Me recusei a entrar na casa dos Clearwater, queria ficar do lado de fora esperando por qualquer notícia. Renesmee e papai tentaram me convencer a sair do frio mas não adiantou, eu não conseguiria ficar sentada lá dentro enquanto duas das pessoas mais importantes da minha vida se arriscavam por um erro que eu havia cometido.

Na verdade, vários erros.

Sue trouxe uma manta pra mim e um copo de café que permaneceu intocado, não queria comer, não sentia fome. Na verdade eu estava enjoada.

Permaneci sentada na escada da entrada com Renesmee ao meu lado, o sol começava a raiar no horizonte. Fico secretamente aliviada por saber que o frio se amenizaria em breve. Minha companheira não falava, o que era uma coisa boa, gostava disso em Nessie, ela não ficava rondando a gente.

Os minutos corriam e os cenários mais sangrentos passavam em minha cabeça o que me deixavam inquieta, via Seth se sacrificando para que todos ficassem à salvo inúmeras e inúmeras vezes. Era a cara dele!

E então se ele morresse nunca iria saber que eu o amava.

Eu sei que em sua cabeça não havia nada que eu pudesse fazer mas uma parte de mim não aceitava isso. Eu era uma pessoa, eu havia causado isso e talvez algo que eu fizesse pudesse fazer a diferença de novo.

Minhas pernas começam a arder para que eu me movimente.

Os cenários se tornam piores. Seth está morto, Alex está morta, Jacob! Há tantos corpos que nem ao menos conseguimos enterrar.

— Você está bem? — Renesmee pergunta e só então percebo como meu coração batia descompassado.

Uma lágrima escorre por minha bochecha.

— Sim — murmuro, me colocando de pé. — Preciso fazer xixi.

Nessie assente e entro na casa, sem olhar pra ninguém corro em direção ao banheiro e me tranco lá dentro.

Eu precisava pensar, precisava pensar, precisava pensar.

Eles iam morrer por minha culpa, porque fui idiota e trai meu namorado e não consegui lidar com a culpa.
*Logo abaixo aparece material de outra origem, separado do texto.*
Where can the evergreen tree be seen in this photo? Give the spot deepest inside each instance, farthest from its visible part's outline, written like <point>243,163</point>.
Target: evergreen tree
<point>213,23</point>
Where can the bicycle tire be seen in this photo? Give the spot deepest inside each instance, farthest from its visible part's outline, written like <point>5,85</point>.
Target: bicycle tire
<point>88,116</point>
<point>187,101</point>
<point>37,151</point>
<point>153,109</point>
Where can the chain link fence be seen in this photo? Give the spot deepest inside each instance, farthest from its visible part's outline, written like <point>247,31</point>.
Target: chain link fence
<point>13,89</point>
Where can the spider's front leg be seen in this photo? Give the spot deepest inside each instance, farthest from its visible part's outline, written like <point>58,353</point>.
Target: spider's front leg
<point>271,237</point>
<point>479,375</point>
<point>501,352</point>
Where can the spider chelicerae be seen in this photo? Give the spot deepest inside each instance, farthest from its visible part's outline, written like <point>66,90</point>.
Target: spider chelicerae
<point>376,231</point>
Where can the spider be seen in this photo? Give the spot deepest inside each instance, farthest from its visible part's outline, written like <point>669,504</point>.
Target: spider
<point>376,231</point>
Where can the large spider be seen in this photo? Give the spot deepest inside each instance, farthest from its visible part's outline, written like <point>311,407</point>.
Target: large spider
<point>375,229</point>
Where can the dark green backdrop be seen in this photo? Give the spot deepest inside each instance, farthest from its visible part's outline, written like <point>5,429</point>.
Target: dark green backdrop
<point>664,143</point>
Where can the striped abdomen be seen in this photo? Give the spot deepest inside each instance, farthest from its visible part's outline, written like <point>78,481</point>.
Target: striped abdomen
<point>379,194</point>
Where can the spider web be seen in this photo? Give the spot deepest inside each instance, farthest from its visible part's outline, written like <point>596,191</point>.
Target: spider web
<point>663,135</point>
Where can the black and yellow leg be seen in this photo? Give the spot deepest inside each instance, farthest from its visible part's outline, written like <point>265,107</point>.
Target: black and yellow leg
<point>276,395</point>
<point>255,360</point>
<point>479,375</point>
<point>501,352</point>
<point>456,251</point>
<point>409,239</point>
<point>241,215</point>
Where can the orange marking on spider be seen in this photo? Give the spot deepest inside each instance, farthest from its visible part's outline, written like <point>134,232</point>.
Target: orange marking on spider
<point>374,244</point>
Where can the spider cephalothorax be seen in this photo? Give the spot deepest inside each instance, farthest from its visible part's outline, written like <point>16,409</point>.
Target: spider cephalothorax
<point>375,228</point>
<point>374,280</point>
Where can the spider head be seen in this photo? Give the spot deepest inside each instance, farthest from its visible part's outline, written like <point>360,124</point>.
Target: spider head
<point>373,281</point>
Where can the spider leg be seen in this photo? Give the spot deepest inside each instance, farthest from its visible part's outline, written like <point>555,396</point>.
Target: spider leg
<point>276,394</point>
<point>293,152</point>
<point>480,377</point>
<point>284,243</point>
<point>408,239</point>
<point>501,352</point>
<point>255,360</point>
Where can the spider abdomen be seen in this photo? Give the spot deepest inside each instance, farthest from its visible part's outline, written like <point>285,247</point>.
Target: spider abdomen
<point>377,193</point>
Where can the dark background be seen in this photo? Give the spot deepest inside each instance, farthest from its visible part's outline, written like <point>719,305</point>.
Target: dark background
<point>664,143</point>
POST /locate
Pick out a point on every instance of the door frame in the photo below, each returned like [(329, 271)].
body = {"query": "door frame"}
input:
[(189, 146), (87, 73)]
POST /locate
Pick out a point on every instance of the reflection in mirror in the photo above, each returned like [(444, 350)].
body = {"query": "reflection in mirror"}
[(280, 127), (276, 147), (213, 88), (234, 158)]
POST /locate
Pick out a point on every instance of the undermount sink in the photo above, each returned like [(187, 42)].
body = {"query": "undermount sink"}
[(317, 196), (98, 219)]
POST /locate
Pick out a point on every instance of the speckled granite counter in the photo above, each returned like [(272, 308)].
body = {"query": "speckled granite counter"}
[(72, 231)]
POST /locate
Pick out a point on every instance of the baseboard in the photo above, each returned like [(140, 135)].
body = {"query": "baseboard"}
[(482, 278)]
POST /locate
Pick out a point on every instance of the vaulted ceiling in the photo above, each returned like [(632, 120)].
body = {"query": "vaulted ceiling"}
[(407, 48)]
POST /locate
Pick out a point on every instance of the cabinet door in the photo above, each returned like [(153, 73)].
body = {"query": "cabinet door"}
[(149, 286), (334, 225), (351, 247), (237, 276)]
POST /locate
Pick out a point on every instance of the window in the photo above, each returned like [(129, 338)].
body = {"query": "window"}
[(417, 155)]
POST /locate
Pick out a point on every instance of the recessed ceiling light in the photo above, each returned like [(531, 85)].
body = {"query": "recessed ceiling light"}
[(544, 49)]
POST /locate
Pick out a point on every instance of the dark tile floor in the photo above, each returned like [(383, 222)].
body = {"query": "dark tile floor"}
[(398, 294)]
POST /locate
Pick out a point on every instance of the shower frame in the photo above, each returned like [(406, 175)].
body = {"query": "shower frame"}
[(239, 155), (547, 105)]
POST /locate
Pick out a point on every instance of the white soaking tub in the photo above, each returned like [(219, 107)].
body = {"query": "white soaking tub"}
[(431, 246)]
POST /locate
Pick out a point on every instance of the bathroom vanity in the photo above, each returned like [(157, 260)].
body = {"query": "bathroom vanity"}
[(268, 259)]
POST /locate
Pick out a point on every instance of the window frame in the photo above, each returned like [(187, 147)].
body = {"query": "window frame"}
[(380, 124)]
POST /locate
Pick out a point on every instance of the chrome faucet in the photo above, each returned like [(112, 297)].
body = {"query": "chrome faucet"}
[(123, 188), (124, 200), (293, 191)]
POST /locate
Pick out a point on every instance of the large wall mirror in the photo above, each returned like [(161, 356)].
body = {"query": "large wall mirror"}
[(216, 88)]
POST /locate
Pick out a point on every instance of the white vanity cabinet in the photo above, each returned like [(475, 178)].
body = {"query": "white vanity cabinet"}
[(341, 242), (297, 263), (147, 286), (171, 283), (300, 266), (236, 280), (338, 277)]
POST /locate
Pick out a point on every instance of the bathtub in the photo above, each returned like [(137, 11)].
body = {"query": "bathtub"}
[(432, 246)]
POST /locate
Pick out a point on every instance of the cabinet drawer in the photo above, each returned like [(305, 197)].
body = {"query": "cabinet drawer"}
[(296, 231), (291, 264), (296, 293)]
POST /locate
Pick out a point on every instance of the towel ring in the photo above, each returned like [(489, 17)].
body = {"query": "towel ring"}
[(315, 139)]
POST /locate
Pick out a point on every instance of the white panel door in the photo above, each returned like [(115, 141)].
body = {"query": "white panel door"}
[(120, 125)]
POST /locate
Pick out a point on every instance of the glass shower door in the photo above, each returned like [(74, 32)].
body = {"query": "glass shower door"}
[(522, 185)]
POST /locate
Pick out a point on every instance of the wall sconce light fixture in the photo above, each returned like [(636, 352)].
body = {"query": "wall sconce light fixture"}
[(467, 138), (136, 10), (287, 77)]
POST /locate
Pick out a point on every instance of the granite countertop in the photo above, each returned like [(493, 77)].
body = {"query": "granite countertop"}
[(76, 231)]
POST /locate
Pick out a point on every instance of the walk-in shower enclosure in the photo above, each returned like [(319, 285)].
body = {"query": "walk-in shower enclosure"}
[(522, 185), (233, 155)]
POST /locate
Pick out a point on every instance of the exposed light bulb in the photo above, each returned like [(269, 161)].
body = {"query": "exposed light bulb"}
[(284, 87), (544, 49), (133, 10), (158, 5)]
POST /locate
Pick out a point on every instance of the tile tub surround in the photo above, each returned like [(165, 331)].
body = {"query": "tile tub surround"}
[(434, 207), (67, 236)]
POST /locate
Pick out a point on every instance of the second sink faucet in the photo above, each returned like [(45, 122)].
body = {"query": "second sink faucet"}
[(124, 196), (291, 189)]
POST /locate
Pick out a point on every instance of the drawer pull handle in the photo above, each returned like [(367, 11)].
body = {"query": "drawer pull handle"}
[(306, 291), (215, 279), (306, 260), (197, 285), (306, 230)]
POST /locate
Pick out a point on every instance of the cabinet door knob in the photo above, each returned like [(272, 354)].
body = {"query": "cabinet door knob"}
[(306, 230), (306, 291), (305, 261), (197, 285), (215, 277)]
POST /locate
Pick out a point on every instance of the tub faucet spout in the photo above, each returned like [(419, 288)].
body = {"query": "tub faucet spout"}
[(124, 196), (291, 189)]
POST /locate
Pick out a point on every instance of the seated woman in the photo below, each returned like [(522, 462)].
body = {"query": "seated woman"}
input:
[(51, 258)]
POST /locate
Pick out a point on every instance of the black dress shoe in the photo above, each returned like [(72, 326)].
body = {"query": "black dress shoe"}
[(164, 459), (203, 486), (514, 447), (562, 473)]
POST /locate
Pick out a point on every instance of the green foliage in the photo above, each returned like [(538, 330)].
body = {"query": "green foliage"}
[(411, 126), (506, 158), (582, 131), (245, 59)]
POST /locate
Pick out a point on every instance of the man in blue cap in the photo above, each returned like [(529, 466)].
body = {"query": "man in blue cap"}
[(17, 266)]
Era tudo minha culpa!

Não podia deixar que eles morressem enquanto eu esperava confortavelmente. Então abro a pequena janela do banheiro e me impulsiono pra fora, usando minha pernas para me ajudarem a passar pelo buraco.

Nem sinto dor quando caio de peito no chão, não sinto nada quando corro pela floresta em direção à clareira. Eu demoraria pra chegar lá mas eu chegaria, eu estaria lá, porque a ideia de ver outras pessoas sofrendo por minha causa sem fazer nada pra impedir estraçalhava meu coração.

Mas então a dor em meu coração para quando vejo três pessoas paradas alguns metros à frente.

Paro de correr e os observo, um arrepio percorre minha espinha quando percebo o que eles são. A vampira loira dá um passo à frente.

— Olá querida — ela diz, exibindo um sorriso.

Suas íris vermelhas eram tão perturbadoras que chegavam a hipnotizar. De qualquer maneira acho que ela era o ser mais bonito que eu já havia visto, mais bonita até do que a Cullen loira.

— Quem são vocês? — pergunto, tentando manter minha voz firme.

Conseguia ouvir meu coração batendo.

— Ah, sério mesmo? Achei que minha fama já tivesse alcançado a raça humana.

Engulo a seco.

— Isabel — murmuro.

— Ao vivo e a cores — ela diz com um sorriso.

— Eu achei que...

— Que eu estaria lá na clareira pra onde você estava indo pelo visto — Isabel completa, não tirando os olhos de mim.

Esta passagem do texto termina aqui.